Un chien au destin hors du commun.
Strongheart, de son vrai nom Etzel von Oeringen, est souvent reconnu comme le premier berger allemand à briller sur les écrans du cinéma américain. Icône des années 1920, il a marqué le public bien avant l’arrivée de Rin Tin Tin.
Né le 1er octobre 1917 à Quedlinburg, en Allemagne, Strongheart a débuté sa vie loin des projecteurs, dans un rôle bien plus sérieux : celui de chien de police. Pendant la Première Guerre mondiale, il a servi dans la croix rouge allemande, démontrant une force et une discipline qui allaient plus tard séduire Hollywood. Après la guerre, Robert Niedhardtson, son propriétaire, incapable de subvenir à ses besoins, l’a envoyé dans un chenil à White Plains, New York. C’est là, en 1920, que le destin de Strongheart a basculé. Le réalisateur Laurence Trimble et la scénariste Jane Murfin, en quête d’un nouveau talent animal après avoir travaillé avec Jean, le chien Vitagraph, première star canine aux États-Unis, ont remarqué ce berger allemand au potentiel exceptionnel lors de la sixième exposition annuelle du Shepherd Dog Club of America.

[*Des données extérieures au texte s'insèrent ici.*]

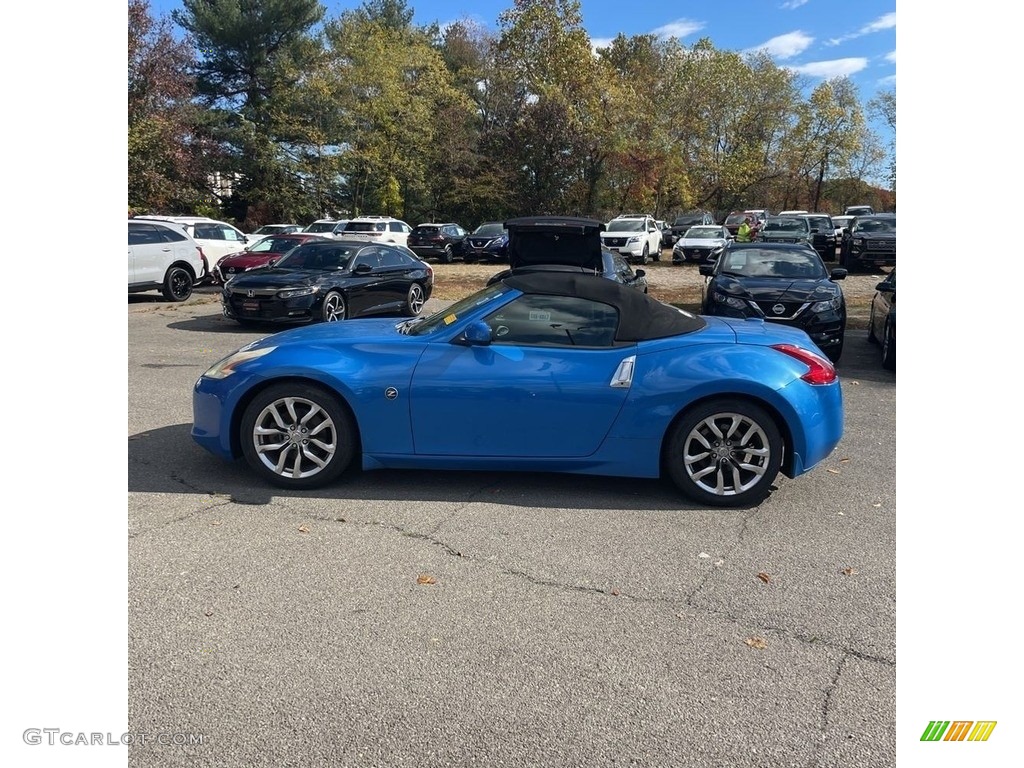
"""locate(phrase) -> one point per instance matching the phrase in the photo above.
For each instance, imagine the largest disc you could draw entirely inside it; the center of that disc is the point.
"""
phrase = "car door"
(367, 288)
(535, 391)
(148, 255)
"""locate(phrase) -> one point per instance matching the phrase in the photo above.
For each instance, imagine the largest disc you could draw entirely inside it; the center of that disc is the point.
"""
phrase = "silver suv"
(163, 256)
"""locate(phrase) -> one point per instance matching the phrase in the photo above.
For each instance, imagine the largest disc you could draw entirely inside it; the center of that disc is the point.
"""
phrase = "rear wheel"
(725, 453)
(177, 284)
(334, 308)
(296, 435)
(414, 300)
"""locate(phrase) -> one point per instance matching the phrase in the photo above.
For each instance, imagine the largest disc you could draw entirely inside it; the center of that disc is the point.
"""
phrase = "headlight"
(291, 293)
(732, 301)
(824, 306)
(226, 367)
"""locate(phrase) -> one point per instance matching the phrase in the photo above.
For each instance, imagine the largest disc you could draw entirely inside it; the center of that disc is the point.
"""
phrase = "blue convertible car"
(552, 368)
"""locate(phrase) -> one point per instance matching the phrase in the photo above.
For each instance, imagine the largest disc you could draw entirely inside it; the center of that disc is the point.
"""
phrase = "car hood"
(247, 260)
(777, 289)
(564, 241)
(701, 242)
(274, 278)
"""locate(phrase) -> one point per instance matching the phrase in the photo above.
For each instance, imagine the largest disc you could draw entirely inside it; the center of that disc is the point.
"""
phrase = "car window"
(391, 258)
(554, 321)
(139, 235)
(795, 263)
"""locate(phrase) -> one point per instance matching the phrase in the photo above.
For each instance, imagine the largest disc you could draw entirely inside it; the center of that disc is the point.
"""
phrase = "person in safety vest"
(745, 232)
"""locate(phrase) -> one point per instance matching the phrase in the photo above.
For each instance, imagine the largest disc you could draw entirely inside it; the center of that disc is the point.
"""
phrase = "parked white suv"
(215, 238)
(636, 237)
(378, 229)
(163, 256)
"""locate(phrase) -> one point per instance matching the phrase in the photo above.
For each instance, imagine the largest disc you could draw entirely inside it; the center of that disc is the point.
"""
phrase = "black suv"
(869, 241)
(440, 241)
(685, 221)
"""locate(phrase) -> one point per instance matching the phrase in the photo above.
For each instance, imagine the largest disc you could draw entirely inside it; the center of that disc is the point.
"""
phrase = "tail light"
(820, 370)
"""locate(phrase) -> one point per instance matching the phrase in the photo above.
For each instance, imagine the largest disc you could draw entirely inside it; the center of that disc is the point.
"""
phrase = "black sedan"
(778, 283)
(331, 281)
(882, 325)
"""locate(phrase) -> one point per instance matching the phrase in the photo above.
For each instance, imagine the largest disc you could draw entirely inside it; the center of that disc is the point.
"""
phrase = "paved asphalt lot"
(568, 621)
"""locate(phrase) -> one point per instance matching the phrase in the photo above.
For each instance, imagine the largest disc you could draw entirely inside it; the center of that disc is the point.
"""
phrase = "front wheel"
(177, 284)
(889, 347)
(297, 436)
(414, 300)
(333, 308)
(725, 453)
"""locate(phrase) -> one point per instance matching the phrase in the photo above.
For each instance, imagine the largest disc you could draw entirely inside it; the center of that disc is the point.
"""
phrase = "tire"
(333, 308)
(177, 284)
(414, 301)
(705, 445)
(297, 435)
(889, 347)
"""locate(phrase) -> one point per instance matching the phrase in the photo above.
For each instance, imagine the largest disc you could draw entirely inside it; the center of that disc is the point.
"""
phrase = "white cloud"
(888, 22)
(679, 29)
(828, 70)
(784, 46)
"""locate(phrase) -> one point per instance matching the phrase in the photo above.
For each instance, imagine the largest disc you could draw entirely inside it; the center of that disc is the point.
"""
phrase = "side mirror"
(477, 334)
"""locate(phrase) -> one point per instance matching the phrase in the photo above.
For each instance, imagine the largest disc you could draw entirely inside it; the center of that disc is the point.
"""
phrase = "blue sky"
(819, 39)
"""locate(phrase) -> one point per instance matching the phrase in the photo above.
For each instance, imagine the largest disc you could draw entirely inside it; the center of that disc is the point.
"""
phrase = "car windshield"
(366, 226)
(272, 245)
(318, 256)
(626, 225)
(790, 264)
(322, 226)
(876, 225)
(702, 232)
(444, 317)
(489, 230)
(786, 225)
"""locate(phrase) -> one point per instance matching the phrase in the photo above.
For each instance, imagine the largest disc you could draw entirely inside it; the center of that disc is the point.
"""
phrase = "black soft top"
(640, 317)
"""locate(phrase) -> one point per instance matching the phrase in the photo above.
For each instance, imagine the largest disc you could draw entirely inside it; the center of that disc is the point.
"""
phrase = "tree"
(253, 53)
(165, 151)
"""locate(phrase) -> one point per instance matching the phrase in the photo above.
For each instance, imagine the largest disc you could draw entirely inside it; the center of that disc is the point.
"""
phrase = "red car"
(259, 253)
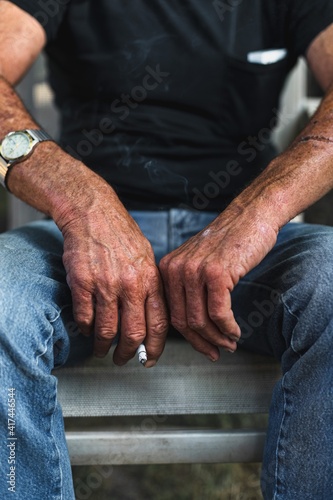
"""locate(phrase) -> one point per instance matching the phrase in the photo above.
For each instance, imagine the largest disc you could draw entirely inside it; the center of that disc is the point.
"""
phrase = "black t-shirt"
(171, 101)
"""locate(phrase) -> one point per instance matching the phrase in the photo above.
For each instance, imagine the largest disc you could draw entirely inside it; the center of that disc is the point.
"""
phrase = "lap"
(265, 302)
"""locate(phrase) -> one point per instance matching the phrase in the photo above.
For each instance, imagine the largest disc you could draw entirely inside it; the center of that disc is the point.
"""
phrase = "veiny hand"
(200, 275)
(110, 270)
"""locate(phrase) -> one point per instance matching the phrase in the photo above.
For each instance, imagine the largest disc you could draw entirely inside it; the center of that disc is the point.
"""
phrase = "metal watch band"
(39, 135)
(3, 171)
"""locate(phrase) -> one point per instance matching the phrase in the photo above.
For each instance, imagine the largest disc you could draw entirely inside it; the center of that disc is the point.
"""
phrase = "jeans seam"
(55, 399)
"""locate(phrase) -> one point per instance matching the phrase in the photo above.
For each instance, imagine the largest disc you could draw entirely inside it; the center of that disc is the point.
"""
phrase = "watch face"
(15, 146)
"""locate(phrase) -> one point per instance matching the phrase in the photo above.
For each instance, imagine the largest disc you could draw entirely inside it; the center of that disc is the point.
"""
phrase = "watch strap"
(38, 136)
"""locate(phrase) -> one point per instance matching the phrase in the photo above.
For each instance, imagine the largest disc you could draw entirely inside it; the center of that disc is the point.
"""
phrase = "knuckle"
(196, 324)
(217, 316)
(179, 324)
(160, 327)
(211, 273)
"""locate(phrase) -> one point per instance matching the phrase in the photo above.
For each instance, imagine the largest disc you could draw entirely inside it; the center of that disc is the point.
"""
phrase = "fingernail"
(211, 358)
(234, 338)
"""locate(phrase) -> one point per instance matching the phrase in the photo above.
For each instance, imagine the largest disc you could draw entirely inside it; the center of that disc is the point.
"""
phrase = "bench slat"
(164, 447)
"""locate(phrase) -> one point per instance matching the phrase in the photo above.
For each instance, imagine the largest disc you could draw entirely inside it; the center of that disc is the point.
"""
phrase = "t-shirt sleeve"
(49, 13)
(307, 18)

Après l'avoir acheté, ils l’amenèrent à Hollywood et ont investi des mois pour le rééduquer, transformant son entraînement rigide de chien policier en une préparation pour les plateaux de tournage. First National Pictures, qui produisit son premier film, suggéra un nouveau nom : Strongheart.
Laurence Trimble, Jane Murfin et Strongheart.
Strongheart et l'actrice Kathryn McGuire (The Silent-Call - 1921)
Sa carrière cinématographique a débuté en 1921 avec The Silent Call, un film d’aventure où il incarnait Flash, un chien héroïque. Le film connut un immense succès et fit de Strongheart une véritable star. Ce premier rôle a marqué le début d’une série de six films qui ont consolidé sa célébrité : Brawn of the North en 1922, The Love Master en 1924, White Fang (basé sur le roman d'aventure à succès de l'auteur Jack London, Croc-Blanc) et North Star en 1925, et enfin The Return of Boston Blackie en 1927. Dans ces productions, souvent adaptées de romans ou centrées sur des thèmes de sauvetage et d’aventure, Strongheart brillait par son intelligence et sa capacité à réaliser des cascades impressionnantes. Les articles américains, comme ceux de Silents Are Golden ou America Comes Alive, le décrivent comme une véritable star, capable de rivaliser avec les acteurs humains de l’époque. Le chien était si populaire que Laurence Trimble lui consacra un livre illustré pour enfants, Strongheart: The Story of a Wonder Dog (1926). Au sommet de sa carrière, Strongheart gagnait environ 750 dollars par semaine. Il est largement reconnu comme le pionnier des bergers allemands à l’écran, précédant Rin Tin Tin de deux ans et contribuant à populariser cette race comme animal de compagnie aux États-Unis. Malheureusement, comme de nombreuses œuvres du cinéma muet, la plupart de ses films ont disparu au fil du temps, et seul le dernier a été préservé dans son intégralité.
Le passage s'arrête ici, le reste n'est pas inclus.